In this section we will describe our implementation of the Roomba tracker. We specified the requirements the tracker must satisfy and some simplifying assumptions it can assume. In Section Base-station we have mentioned how depth data can be streamed from the Kinect sensor to the workstation. We will begin this discussion by assuming the availability of a continuous stream of depth data.



Figure 1: Kinect camera.

In the first part of this document we will briefly explain two approaches that researchers use to implement object tracking. In the last part we will describe our tracker. The discussion will be very informal, although the underlying theory for object tracking in Computer Vision is very mathematically involved.

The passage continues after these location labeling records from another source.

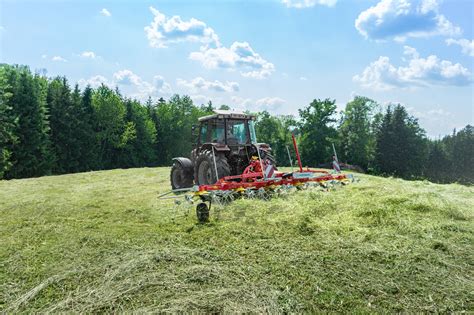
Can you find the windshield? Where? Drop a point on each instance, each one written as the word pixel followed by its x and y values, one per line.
pixel 236 132
pixel 253 135
pixel 216 128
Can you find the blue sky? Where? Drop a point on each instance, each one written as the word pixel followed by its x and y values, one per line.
pixel 274 55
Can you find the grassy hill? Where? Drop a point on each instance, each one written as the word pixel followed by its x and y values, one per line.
pixel 102 242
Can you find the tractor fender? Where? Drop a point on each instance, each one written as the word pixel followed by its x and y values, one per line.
pixel 185 163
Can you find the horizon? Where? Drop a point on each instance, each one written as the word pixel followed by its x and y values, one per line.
pixel 274 56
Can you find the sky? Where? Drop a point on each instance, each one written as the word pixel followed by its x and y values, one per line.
pixel 258 55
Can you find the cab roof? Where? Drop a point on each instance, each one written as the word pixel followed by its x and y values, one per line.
pixel 220 114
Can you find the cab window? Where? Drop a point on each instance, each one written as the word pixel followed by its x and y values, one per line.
pixel 237 132
pixel 203 134
pixel 216 129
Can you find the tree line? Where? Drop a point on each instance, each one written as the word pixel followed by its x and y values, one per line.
pixel 48 127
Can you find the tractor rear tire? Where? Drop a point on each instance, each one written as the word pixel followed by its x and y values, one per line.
pixel 205 170
pixel 180 177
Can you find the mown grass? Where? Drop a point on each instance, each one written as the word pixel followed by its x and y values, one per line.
pixel 102 242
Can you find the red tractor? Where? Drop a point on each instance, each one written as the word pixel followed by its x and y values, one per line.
pixel 225 145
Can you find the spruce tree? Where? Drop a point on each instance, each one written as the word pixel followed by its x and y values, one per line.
pixel 8 122
pixel 31 154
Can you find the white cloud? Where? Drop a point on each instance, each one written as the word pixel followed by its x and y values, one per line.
pixel 163 31
pixel 239 56
pixel 200 83
pixel 467 46
pixel 105 12
pixel 382 75
pixel 301 4
pixel 88 54
pixel 399 19
pixel 58 58
pixel 95 81
pixel 241 103
pixel 436 121
pixel 142 89
pixel 199 99
pixel 212 54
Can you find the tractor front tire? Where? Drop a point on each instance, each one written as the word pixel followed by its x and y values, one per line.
pixel 180 177
pixel 205 170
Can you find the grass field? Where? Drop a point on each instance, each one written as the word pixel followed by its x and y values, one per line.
pixel 102 242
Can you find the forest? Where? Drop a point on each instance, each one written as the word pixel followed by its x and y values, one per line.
pixel 49 127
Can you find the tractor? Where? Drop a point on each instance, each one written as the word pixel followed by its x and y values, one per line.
pixel 225 145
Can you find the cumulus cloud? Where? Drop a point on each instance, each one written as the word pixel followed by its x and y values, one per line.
pixel 88 54
pixel 132 84
pixel 105 12
pixel 382 75
pixel 200 83
pixel 399 19
pixel 58 58
pixel 301 4
pixel 270 103
pixel 240 55
pixel 467 46
pixel 163 31
pixel 199 99
pixel 95 81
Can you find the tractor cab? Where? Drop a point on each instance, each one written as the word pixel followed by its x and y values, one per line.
pixel 227 128
pixel 225 145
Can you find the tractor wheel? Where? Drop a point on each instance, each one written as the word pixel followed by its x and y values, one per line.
pixel 179 177
pixel 205 170
pixel 202 212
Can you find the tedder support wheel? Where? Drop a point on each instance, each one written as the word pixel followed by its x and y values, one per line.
pixel 205 170
pixel 202 212
pixel 180 177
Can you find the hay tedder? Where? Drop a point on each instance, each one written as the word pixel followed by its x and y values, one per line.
pixel 228 163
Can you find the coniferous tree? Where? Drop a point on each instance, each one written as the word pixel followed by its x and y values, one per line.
pixel 65 125
pixel 438 165
pixel 7 123
pixel 31 154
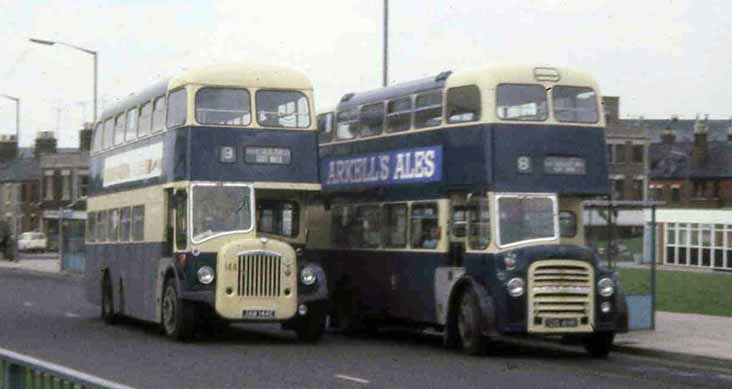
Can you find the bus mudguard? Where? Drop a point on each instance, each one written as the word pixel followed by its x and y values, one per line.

Figure 2: Complete Roomba tracker.

Multiple Blob Tracking: A very short survey

Tracking of a variable number of objects in a dynamic background is a considerable challenging task due to the sources of uncertainty in object locations, occlusion by moving and static objects, clutter in the environment. However, for our project, several simplifying assumptions, namely, static background, pre-determined number of actual moving objects in the scene, known shapes of the moving objects and known trajectories of these objects simplifies the tracker implementation.

We will briefly review two approaches in tracking multiple objects that looked promising to us. These are:
  1. Tracking by detection, and
  2. Image likelihood.
We will now describe them next.

Tracking by detection

The main idea of this approach is as follows. Find blobs in a frame at time t. Associate each of the blobs to blobs detected at time t-1.

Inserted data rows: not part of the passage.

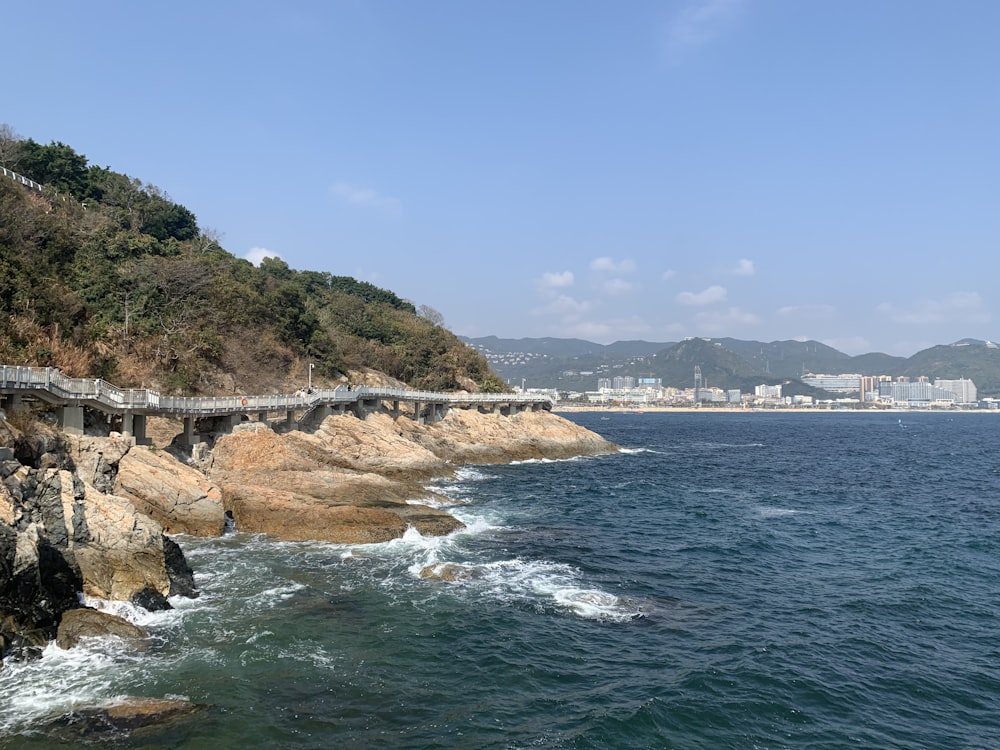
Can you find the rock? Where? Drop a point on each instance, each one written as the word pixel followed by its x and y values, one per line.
pixel 97 458
pixel 467 436
pixel 296 488
pixel 123 553
pixel 176 496
pixel 450 572
pixel 85 622
pixel 126 715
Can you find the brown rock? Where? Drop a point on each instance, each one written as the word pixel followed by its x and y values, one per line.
pixel 86 622
pixel 123 553
pixel 467 436
pixel 449 572
pixel 178 497
pixel 125 715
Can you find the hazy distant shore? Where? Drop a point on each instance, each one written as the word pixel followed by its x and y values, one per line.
pixel 769 410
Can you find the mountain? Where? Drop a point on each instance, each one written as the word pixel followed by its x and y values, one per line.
pixel 727 363
pixel 104 276
pixel 977 361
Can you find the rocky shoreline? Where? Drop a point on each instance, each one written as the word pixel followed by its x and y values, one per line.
pixel 91 517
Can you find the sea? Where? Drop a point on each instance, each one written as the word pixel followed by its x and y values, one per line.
pixel 727 580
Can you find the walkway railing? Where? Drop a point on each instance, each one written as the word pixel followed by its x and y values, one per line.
pixel 22 179
pixel 48 384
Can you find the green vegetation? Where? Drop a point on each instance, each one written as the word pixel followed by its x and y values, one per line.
pixel 104 276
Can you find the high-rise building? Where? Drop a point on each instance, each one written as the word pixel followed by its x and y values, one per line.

Object tracking when visual data is present can be done using appearance based methods. These methods require high quality images to compute colour histograms to statistically model the background from the foreground. These methods then subtract the background from the image to get the moving foreground objects. Foreground objects are then segmented based on their shapes and associated with the previously found foreground objects.

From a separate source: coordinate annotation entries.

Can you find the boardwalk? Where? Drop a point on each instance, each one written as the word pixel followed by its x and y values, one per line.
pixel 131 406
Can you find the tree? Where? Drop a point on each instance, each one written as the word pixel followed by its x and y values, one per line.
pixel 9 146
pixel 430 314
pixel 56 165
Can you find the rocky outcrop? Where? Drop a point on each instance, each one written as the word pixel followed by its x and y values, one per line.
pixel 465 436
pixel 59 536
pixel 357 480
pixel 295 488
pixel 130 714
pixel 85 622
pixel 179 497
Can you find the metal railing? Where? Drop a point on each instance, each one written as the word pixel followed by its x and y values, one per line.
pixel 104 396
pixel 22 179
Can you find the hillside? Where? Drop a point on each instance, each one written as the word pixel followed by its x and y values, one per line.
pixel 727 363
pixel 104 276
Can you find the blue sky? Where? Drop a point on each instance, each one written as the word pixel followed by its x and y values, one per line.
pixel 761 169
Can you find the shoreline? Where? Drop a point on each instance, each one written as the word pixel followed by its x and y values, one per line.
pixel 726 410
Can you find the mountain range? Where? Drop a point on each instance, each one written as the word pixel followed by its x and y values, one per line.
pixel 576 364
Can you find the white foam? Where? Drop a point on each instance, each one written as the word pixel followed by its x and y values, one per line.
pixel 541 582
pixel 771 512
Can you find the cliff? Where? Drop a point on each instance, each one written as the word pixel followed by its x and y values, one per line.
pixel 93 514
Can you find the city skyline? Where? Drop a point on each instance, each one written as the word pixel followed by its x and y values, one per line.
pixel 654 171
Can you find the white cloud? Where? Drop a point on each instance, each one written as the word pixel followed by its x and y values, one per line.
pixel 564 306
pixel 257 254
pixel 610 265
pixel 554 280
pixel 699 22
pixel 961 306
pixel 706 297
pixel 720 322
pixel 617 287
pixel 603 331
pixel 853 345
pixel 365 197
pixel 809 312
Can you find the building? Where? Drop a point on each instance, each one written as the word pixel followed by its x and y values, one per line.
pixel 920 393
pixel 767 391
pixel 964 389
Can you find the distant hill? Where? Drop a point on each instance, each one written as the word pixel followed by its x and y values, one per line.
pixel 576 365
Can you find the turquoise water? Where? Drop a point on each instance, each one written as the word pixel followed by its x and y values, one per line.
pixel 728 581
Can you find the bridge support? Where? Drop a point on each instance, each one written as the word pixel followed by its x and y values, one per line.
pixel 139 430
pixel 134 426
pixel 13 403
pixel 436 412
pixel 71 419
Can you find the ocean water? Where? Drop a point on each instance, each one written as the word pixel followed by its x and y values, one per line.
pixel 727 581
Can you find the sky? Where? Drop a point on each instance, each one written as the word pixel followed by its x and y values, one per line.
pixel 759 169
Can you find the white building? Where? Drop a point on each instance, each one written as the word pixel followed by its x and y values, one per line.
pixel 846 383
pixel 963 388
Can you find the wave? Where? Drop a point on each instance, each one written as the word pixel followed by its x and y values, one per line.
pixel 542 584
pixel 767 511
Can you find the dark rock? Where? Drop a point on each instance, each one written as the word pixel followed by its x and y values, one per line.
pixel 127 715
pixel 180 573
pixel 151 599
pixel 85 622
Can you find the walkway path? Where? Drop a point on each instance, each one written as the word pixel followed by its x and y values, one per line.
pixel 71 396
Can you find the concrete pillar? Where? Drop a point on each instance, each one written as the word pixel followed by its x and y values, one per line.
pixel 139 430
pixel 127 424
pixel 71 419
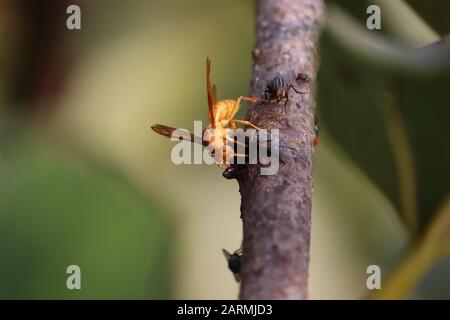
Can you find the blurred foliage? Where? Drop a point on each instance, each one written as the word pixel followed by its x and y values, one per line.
pixel 55 213
pixel 355 97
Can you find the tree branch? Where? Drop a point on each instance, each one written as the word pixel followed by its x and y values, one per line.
pixel 276 210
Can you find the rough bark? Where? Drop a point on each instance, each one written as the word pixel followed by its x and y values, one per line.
pixel 276 210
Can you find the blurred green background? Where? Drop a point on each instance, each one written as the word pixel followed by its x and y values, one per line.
pixel 84 181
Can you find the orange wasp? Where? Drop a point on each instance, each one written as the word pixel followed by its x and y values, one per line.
pixel 221 116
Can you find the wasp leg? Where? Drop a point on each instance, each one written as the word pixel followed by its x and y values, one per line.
pixel 246 123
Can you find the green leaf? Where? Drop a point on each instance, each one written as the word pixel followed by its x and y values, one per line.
pixel 392 123
pixel 435 13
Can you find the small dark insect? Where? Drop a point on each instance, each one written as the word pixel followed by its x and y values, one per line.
pixel 278 88
pixel 234 262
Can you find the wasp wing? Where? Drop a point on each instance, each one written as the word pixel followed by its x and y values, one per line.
pixel 210 93
pixel 180 134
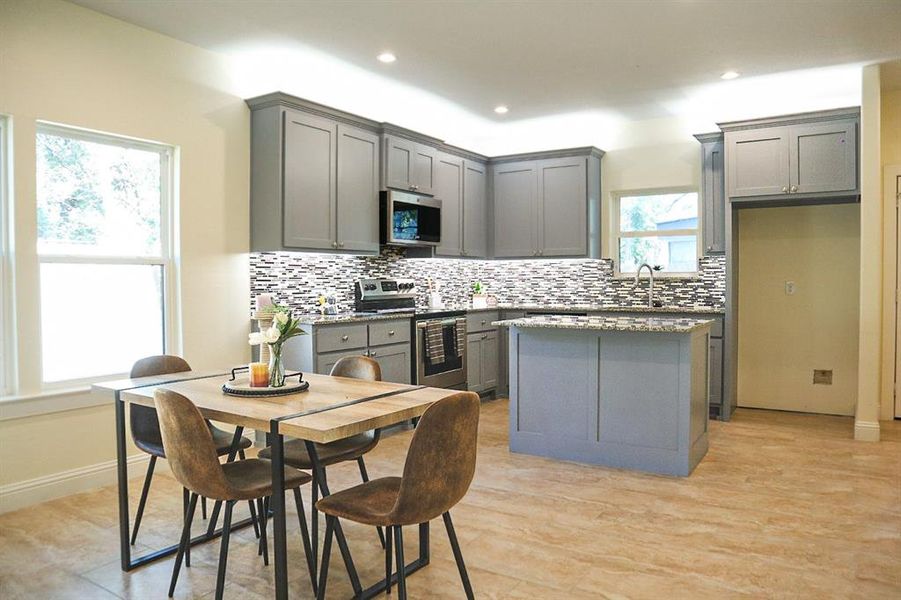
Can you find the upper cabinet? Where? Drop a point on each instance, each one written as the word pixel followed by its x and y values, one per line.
pixel 314 183
pixel 799 158
pixel 713 192
pixel 409 165
pixel 547 207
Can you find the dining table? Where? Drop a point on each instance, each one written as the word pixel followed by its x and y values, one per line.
pixel 332 408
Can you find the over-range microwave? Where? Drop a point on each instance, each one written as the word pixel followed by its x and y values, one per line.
pixel 409 219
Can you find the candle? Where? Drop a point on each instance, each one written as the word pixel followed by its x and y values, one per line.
pixel 259 375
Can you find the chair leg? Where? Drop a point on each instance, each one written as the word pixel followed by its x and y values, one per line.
pixel 326 554
pixel 458 556
pixel 388 570
pixel 144 491
pixel 305 536
pixel 223 550
pixel 264 541
pixel 401 565
pixel 365 477
pixel 185 543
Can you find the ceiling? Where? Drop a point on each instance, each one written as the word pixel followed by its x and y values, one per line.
pixel 627 60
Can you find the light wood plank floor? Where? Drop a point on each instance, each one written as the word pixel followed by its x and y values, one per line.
pixel 783 506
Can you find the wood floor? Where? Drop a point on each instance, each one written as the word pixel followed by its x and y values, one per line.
pixel 783 506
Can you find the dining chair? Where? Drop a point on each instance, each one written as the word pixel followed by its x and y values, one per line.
pixel 194 460
pixel 145 430
pixel 348 449
pixel 440 465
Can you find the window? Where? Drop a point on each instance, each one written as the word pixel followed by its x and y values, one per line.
pixel 659 228
pixel 103 241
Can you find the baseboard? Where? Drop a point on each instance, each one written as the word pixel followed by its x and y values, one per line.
pixel 49 487
pixel 866 431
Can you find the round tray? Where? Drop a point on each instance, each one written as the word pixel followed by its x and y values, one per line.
pixel 242 388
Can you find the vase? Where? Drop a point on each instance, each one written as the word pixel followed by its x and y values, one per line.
pixel 276 367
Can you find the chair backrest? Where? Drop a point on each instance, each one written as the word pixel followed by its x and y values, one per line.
pixel 144 424
pixel 357 367
pixel 189 446
pixel 441 460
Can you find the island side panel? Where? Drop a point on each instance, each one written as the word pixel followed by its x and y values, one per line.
pixel 624 399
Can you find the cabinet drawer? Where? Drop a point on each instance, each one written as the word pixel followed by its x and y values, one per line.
pixel 389 332
pixel 341 337
pixel 481 321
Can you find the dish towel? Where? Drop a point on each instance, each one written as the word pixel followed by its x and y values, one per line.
pixel 434 342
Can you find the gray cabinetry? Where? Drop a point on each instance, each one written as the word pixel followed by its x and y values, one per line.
pixel 310 193
pixel 449 176
pixel 713 192
pixel 475 209
pixel 799 158
pixel 358 189
pixel 409 165
pixel 515 209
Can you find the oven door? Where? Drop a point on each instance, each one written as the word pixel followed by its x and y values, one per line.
pixel 412 220
pixel 450 373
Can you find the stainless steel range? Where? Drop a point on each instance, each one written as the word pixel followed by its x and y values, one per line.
pixel 438 336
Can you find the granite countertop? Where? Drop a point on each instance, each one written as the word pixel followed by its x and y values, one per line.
pixel 598 323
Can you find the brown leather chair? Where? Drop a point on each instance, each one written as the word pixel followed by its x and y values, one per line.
pixel 145 429
pixel 440 465
pixel 195 463
pixel 352 448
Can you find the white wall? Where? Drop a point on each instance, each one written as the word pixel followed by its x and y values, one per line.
pixel 66 64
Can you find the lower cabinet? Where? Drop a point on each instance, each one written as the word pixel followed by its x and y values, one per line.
pixel 481 361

This approach also works for dynamic cameras in dynamic background.

Image Likelihood

The image likelihood method works well for static cameras in static backgrounds. These methods statistically model the background using a mixture of Gaussian distributions. Instead of subtracting the background from the image these methods then assigns probability distributions over object configurations in the scene. The probability distributions is then updated by a particle filter.

Implementation of Kinect Object Tracker

Kinect finds depth data for 640x480 fixed points in its view. The depth data value varies from frame to frame even if the background is static. We therefore statistically model the static background before we place the satellite stations in the scene. We compute the average of the distance values for each of these fixed points. Optionally, we can compute the standard deviation and probabilistically model the depth data for each of the fixed points using a Gaussian distribution with the computed mean and standard deviation. We can also k cluster these data and find the mean and standard deviation for each of these k clusters to compute a mixture of Gaussian distributions to statistically model the depth value of each of the fixed points.

After statistically modelling the background, the four satellite stations are then placed in the scene. We then subtract the background depth values from the current depth values and compute the absolute values. We then use a threshold to filter even more depth data values. The resulting data then mostly contains connected patches of depth data for the satellite stations along with some isolated background points incorrectly identified as foreground objects.

Next, the background-subtracted and "thresholded" depth data is then convolved with a window of 30x30 depth data of value 1. The purpose of this procedure is to find individual data points with the highest number of surrounding depth data values. This step reasonably approximates the centres of the tracked satellite stations. We then sort these from the highest to the lowest and take the three highest feasible points as the locations of the tracked satellites in the scene. By feasible points we mean that the satellite stations can not overlap on each other and therefore their centres must be separated by at most the radius of the satellite stations.